The post-feminist con

Smokin’ Gene Hackman, Sigourney Weaver, Jennifer Love Hewitt: Uh, what kind of danger are we talking about?

Smokin’ Gene Hackman, Sigourney Weaver, Jennifer Love Hewitt: Uh, what kind of danger are we talking about?

Rated 3.0


I’ve always had a soft spot when it comes to movies about con games, and I don’t think I’m alone in this. In a sense, films like The Sting and Dirty Rotten Scoundrels are movie fantasy in its purest and most appealing form. These films don’t show unsuspecting senior citizens being bilked of their life savings or devout Bible Belt farmers turning over their worldly goods to some passing evangelical huckster. Movie con artists almost always earn their livelihood by exploiting the greed or vanity of their marks. The con game becomes poetic justice, an illustration that a fool and his money are soon parted and you can’t cheat an honest man. A variation on the theme is when the mark turns out to be just another con artist running a game on the con-man hero. Even then, all’s right with the world; greed is being punished, and we Honest Johns in the audience are comforted with the thought that, in movies at least, confidence tricksters, like gangsters, only cheat each other.

Heartbreakers gives the formula a nifty post-feminist twist. What Maxine (Sigourney Weaver) and her daughter Page (Jennifer Love Hewitt) are cashing in on isn’t the mark’s greed but his libido and male ego. They’re in the middle of a game as the movie opens. Max has just married Dea Cumanno (Ray Liotta), a chop-shop operator. (See? He’s already crooked and fair game.) On their wedding night, Maxine works Dean up into a horny lather, then apparently passes out. The next day, frustrated and unsatisfied, Dean makes a play for the obliging secretary at his office, who is only too obliging.

The secretary, of course, is Page working undercover. In comes Maxine to catch them in the act. A quick whirl with a divorce attorney, and Max and Page are on the road $300,000 richer.

For their next job the two head to Palm Springs, where their new mark is William B. Tensy (Gene Hackman), a chain-smoking tobacco billionaire. Tensy is a real challenge, not because he’s tough to con but simply because he’s so repulsive: blotchy, foul-smelling, with liver spots the size of Australia, a festering red nose and dingy brown teeth.
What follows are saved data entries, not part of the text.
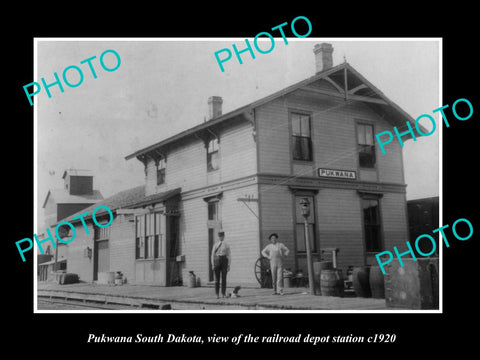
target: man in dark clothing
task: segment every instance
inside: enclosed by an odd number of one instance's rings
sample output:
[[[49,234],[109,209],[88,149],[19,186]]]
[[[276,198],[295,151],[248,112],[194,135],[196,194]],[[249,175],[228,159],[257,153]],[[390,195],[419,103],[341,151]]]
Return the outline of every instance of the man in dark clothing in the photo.
[[[215,274],[215,294],[217,299],[222,278],[222,297],[227,290],[227,272],[230,271],[230,246],[225,242],[225,232],[218,232],[218,241],[213,245],[211,256],[212,270]]]

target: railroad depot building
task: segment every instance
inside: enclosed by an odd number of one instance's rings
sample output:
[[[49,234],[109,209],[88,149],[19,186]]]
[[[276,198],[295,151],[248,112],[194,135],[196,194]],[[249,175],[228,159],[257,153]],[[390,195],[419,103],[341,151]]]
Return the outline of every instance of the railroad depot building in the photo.
[[[130,283],[166,286],[193,271],[205,284],[221,229],[230,285],[258,286],[254,264],[272,232],[290,249],[285,267],[306,273],[305,197],[315,261],[338,248],[345,274],[404,244],[402,148],[393,141],[383,155],[374,136],[414,119],[347,62],[333,66],[332,51],[315,46],[312,77],[226,114],[213,96],[208,121],[126,156],[143,163],[145,184],[77,213],[107,205],[114,219],[96,228],[86,216],[89,234],[74,222],[67,271],[83,281],[122,271]]]

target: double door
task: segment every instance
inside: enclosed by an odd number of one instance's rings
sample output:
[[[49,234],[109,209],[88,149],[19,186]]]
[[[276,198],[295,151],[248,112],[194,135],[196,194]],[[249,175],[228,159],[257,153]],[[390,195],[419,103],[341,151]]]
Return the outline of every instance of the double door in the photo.
[[[137,216],[135,282],[170,286],[178,277],[178,216]]]

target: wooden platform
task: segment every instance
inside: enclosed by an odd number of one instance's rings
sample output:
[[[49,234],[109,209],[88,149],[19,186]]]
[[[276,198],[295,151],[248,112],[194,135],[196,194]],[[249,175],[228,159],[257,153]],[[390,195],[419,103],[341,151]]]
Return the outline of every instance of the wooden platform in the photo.
[[[132,310],[158,310],[164,305],[173,310],[389,310],[384,299],[315,296],[308,294],[307,288],[286,288],[283,296],[272,295],[272,289],[247,288],[240,291],[238,298],[220,299],[212,287],[39,283],[37,290],[39,299],[121,304],[131,306]]]

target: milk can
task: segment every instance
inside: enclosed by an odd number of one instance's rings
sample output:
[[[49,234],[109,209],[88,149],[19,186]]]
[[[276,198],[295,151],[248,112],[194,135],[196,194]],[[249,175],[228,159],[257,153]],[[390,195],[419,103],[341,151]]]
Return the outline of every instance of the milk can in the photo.
[[[189,273],[190,273],[190,278],[188,282],[188,287],[194,288],[195,286],[197,286],[197,277],[195,276],[193,271],[189,271]]]
[[[117,271],[115,275],[115,285],[122,285],[123,284],[123,274],[121,271]]]

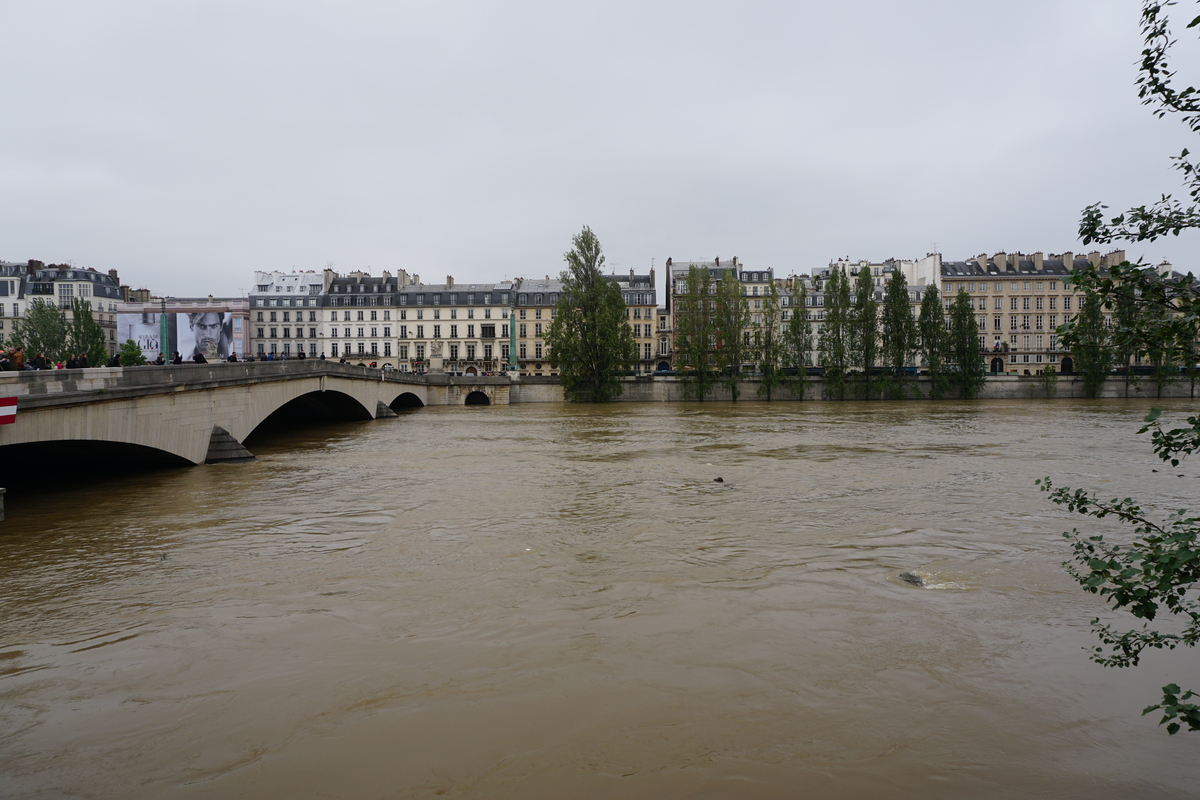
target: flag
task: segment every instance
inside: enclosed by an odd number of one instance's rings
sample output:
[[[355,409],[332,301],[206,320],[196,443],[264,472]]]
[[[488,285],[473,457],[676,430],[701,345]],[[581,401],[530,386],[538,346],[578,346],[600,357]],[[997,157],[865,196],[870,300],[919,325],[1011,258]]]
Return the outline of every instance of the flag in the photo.
[[[17,421],[17,398],[0,397],[0,425]]]

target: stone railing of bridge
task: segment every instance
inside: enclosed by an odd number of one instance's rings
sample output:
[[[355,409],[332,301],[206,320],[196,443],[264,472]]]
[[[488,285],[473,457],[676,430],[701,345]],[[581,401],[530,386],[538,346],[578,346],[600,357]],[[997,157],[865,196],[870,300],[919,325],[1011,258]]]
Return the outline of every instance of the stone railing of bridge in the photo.
[[[319,376],[429,385],[422,375],[315,359],[0,372],[0,396],[26,410]]]

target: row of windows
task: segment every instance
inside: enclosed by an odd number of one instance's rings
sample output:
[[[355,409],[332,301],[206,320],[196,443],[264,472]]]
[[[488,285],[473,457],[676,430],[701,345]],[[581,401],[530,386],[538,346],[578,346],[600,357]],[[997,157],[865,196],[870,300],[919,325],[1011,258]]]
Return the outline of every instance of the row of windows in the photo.
[[[1029,292],[1029,291],[1057,292],[1058,291],[1058,281],[1020,281],[1019,283],[1021,285],[1020,291],[1022,291],[1022,292]],[[1042,287],[1045,286],[1047,283],[1049,283],[1049,288],[1043,290]],[[979,281],[978,283],[966,282],[966,283],[957,283],[957,284],[946,283],[945,291],[946,291],[946,294],[958,292],[962,289],[966,289],[968,292],[986,292],[986,291],[1002,292],[1002,291],[1004,291],[1004,284],[1005,284],[1005,281]],[[1018,291],[1017,284],[1018,284],[1018,281],[1008,281],[1008,290],[1010,292]],[[1031,286],[1034,288],[1030,289]],[[990,289],[989,289],[989,287],[990,287]],[[1062,288],[1063,288],[1063,291],[1071,291],[1071,287],[1068,286],[1065,282],[1063,283]]]
[[[459,326],[457,326],[457,325],[450,325],[450,326],[448,326],[448,328],[449,328],[449,334],[450,334],[448,338],[450,338],[450,339],[457,339],[457,338],[458,338]],[[474,338],[475,338],[475,326],[474,326],[474,325],[466,325],[466,326],[464,326],[464,328],[465,328],[465,330],[466,330],[466,336],[465,336],[464,338],[467,338],[467,339],[474,339]],[[522,326],[522,329],[523,329],[523,328],[524,328],[524,326]],[[433,335],[430,337],[431,339],[440,339],[440,338],[442,338],[442,326],[441,326],[441,325],[433,325],[433,326],[431,326],[431,329],[432,329],[432,332],[433,332]],[[261,336],[262,336],[262,330],[263,330],[263,329],[262,329],[262,328],[259,328],[258,330],[259,330],[259,336],[261,337]],[[272,336],[272,337],[274,337],[274,336],[275,336],[275,334],[274,334],[274,331],[275,331],[276,329],[275,329],[275,328],[271,328],[270,330],[272,331],[272,333],[271,333],[271,336]],[[286,333],[286,331],[288,330],[288,328],[284,328],[283,330],[285,331],[283,338],[285,338],[285,339],[286,339],[286,338],[287,338],[287,333]],[[300,329],[299,329],[299,328],[297,328],[297,330],[300,330]],[[350,332],[351,332],[352,330],[353,330],[353,331],[356,331],[356,333],[355,333],[355,336],[356,336],[357,338],[360,338],[360,339],[361,339],[361,338],[363,338],[363,337],[366,335],[366,331],[368,331],[368,330],[370,331],[370,336],[371,336],[371,337],[377,337],[377,336],[379,336],[379,335],[380,335],[380,334],[379,334],[379,330],[380,330],[380,329],[379,329],[378,327],[371,327],[371,328],[369,328],[369,329],[368,329],[368,328],[342,328],[342,329],[341,329],[341,337],[342,337],[342,338],[344,338],[344,339],[351,338],[351,334],[350,334]],[[314,333],[315,331],[316,331],[316,328],[309,328],[309,332],[310,332],[310,333],[309,333],[309,335],[310,335],[310,336],[316,336],[316,334]],[[399,329],[398,329],[398,332],[397,332],[397,333],[398,333],[398,338],[400,338],[400,339],[407,339],[407,338],[408,338],[408,335],[409,335],[409,326],[407,326],[407,325],[401,325],[401,326],[399,327]],[[424,338],[425,338],[425,326],[424,326],[424,325],[414,325],[414,326],[413,326],[413,334],[414,334],[413,338],[416,338],[416,339],[424,339]],[[538,326],[538,332],[537,332],[537,334],[538,334],[539,336],[541,335],[541,326],[540,326],[540,325]],[[339,334],[338,334],[338,328],[336,328],[336,327],[332,327],[332,328],[330,328],[330,329],[329,329],[329,337],[330,337],[330,338],[334,338],[334,337],[336,337],[336,336],[338,336],[338,335],[339,335]],[[391,335],[392,335],[392,328],[391,328],[391,326],[387,326],[387,325],[385,325],[385,326],[383,327],[383,338],[390,338],[390,337],[391,337]],[[522,333],[521,333],[521,335],[522,335],[522,336],[524,336],[524,335],[525,335],[525,334],[524,334],[524,330],[522,330]],[[501,336],[501,338],[507,338],[507,337],[508,337],[508,326],[507,326],[507,325],[501,325],[501,326],[500,326],[500,336]],[[480,338],[480,339],[495,339],[495,338],[496,338],[496,326],[495,326],[495,325],[480,325],[480,326],[479,326],[479,338]]]

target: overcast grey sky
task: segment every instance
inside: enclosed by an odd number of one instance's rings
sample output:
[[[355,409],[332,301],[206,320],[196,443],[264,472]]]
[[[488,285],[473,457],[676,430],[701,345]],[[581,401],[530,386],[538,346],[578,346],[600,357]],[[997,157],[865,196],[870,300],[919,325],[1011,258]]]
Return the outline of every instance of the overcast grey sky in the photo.
[[[1084,206],[1182,195],[1168,158],[1200,144],[1138,104],[1138,14],[12,0],[0,259],[228,295],[256,269],[329,262],[426,282],[556,275],[584,224],[610,267],[653,259],[660,285],[668,256],[786,274],[935,244],[1081,251]],[[1197,59],[1176,60],[1200,81]],[[1194,269],[1198,246],[1127,249]]]

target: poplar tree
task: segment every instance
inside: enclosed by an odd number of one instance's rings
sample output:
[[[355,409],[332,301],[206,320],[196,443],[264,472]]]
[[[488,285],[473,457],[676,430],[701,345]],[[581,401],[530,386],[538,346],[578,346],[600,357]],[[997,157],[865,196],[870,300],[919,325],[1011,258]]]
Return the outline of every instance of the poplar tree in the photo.
[[[959,396],[971,399],[979,394],[987,380],[983,359],[979,355],[979,322],[975,306],[966,290],[959,289],[950,307],[950,339],[946,356],[953,359],[952,384]]]
[[[808,388],[809,353],[813,349],[812,322],[808,319],[808,289],[798,279],[792,279],[791,312],[783,329],[781,364],[788,375],[792,393],[804,399]]]
[[[916,351],[917,325],[912,305],[908,302],[908,280],[901,270],[888,278],[883,298],[883,360],[892,371],[889,394],[893,399],[904,398],[904,368]]]
[[[1134,287],[1130,283],[1115,285],[1107,302],[1113,316],[1109,342],[1112,346],[1113,359],[1124,368],[1125,396],[1129,397],[1129,386],[1136,383],[1133,361],[1141,353],[1137,331],[1141,327],[1142,309],[1137,303]]]
[[[850,280],[840,266],[835,266],[825,285],[825,319],[821,323],[819,349],[826,391],[838,400],[846,399],[850,339]]]
[[[721,381],[729,387],[729,393],[737,402],[741,396],[738,381],[742,377],[742,365],[749,355],[750,309],[742,296],[742,284],[733,270],[726,272],[717,282],[717,311],[715,335],[717,339],[717,368]]]
[[[12,347],[24,347],[28,360],[44,353],[51,361],[65,361],[68,353],[67,317],[53,302],[36,297],[25,309],[25,318],[13,324]]]
[[[921,312],[917,317],[917,338],[925,368],[929,370],[929,397],[937,400],[946,388],[943,354],[946,350],[946,316],[936,286],[930,286],[921,297]]]
[[[1099,397],[1112,363],[1100,295],[1088,289],[1079,314],[1060,330],[1064,346],[1075,355],[1075,371],[1083,376],[1083,393],[1088,397]]]
[[[621,288],[601,271],[600,240],[584,226],[572,244],[563,256],[567,269],[546,332],[549,361],[560,372],[568,400],[603,403],[621,395],[621,376],[637,351]]]
[[[879,358],[879,304],[875,302],[875,281],[871,277],[870,267],[862,267],[858,271],[850,320],[853,343],[851,361],[862,368],[863,397],[871,399],[871,372]]]
[[[67,341],[72,353],[86,353],[88,365],[103,367],[108,361],[108,343],[104,340],[104,329],[92,315],[90,300],[71,300],[71,322]]]
[[[675,351],[685,397],[704,400],[712,391],[716,347],[716,300],[712,274],[704,267],[688,268],[682,295],[675,295]]]
[[[756,357],[762,375],[758,385],[760,397],[771,399],[775,390],[783,385],[784,328],[782,309],[779,305],[779,289],[771,281],[767,296],[763,300],[761,322],[755,326]]]

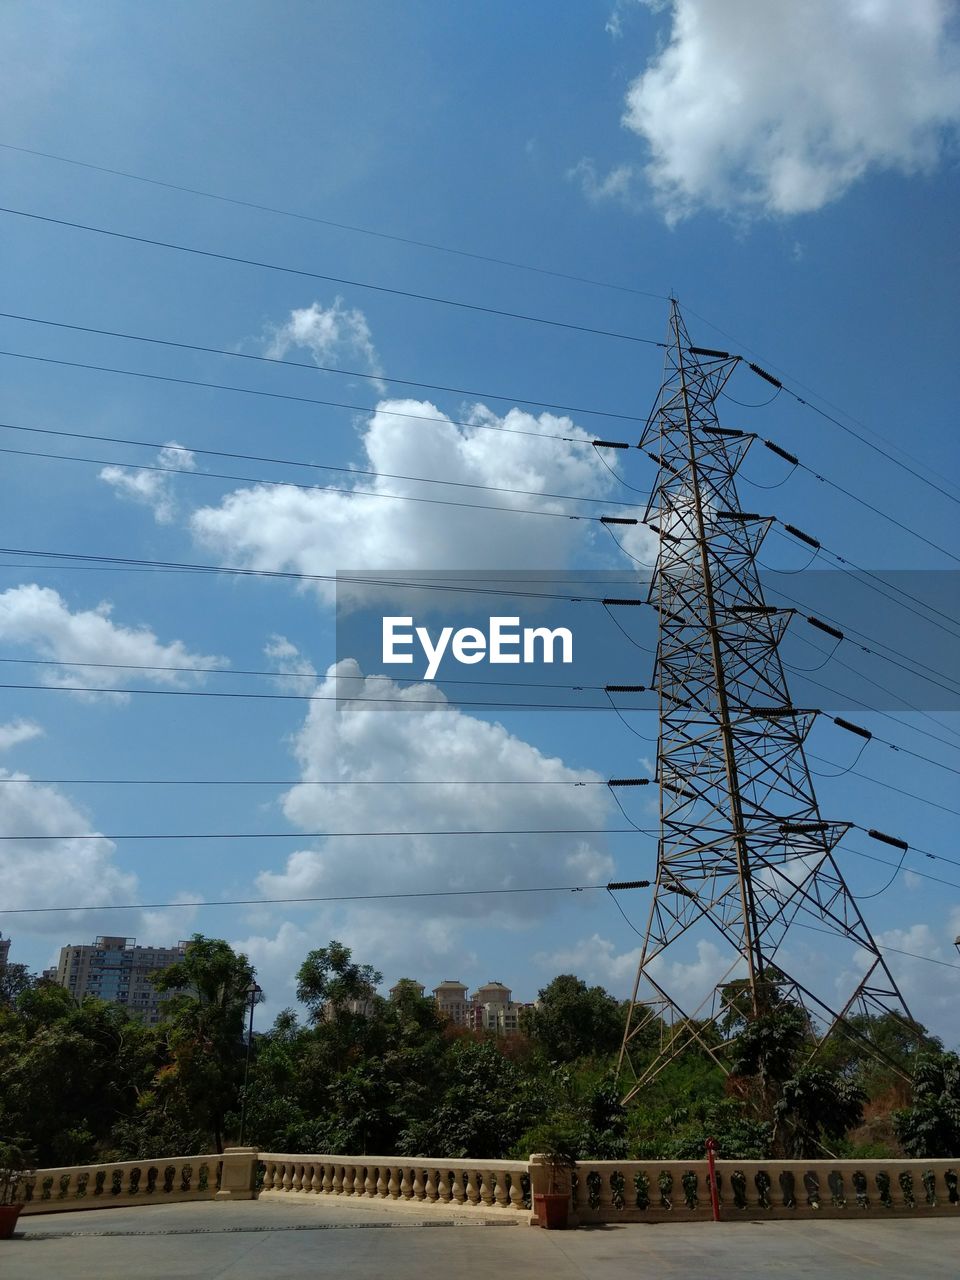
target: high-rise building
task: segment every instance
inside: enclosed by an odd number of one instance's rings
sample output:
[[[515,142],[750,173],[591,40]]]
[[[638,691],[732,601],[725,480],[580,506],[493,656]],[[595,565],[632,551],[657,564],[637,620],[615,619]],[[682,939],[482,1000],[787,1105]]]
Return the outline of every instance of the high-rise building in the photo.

The plus side is that, if their timing is right, Max and Page may not have to run the divorce ploy; Tensy could drop dead right after the ceremony. “That means widow money,” grins Max.

The monkey wrench comes when Page, whose heart isn’t in the scam to begin with, meets Jack (Jason Lee), a local bar owner. Page tells herself that her interest is purely mercenary: after all, Jack’s bar is on a valuable piece of real estate and he’s been offered millions for it. But we know better. Page is falling in love.

The script is, to put it gently, careless and slapdash. There are three writers listed—Robert Dunn, Paul Guay, Stephen Mazur—but their screen credit has the tell-tale Writer’s Guild juxtaposition of “and” and “ampersand” that indicates the three were probably working at cross purposes and may not even have met. This is a real drawback in a genre that depends on tight, clever writing and unexpected twists. Heartbreakers telegraphs its “surprise” twists far in advance, forfeiting one of the pleasures of movies like this: the sudden discovery that we in the audience have been conned as much as (or more than) the on-screen mark.

The film gets by on star power, particularly on Sigourney Weaver’s amazing flair for comedy. Anyone with cheekbones can do the tight-lipped tough woman routine, but to be funny takes real talent. And casting Jennifer Love Hewitt as her daughter was a real inspiration. They have the same cheeks and neckline, of course, but they also have the same swagger, the same sardonic glint in the eye. Yet give them a couple of decent wigs and the resemblance goes south and they make credible strangers.

Gene Hackman never looked worse (if I hadn’t just seen him in The Mexican as healthy and dapper as ever I’d be afraid for his life) and his hilarious performance is, I guess, Hollywood’s way of atoning for all those years when they made smoking look glamorous.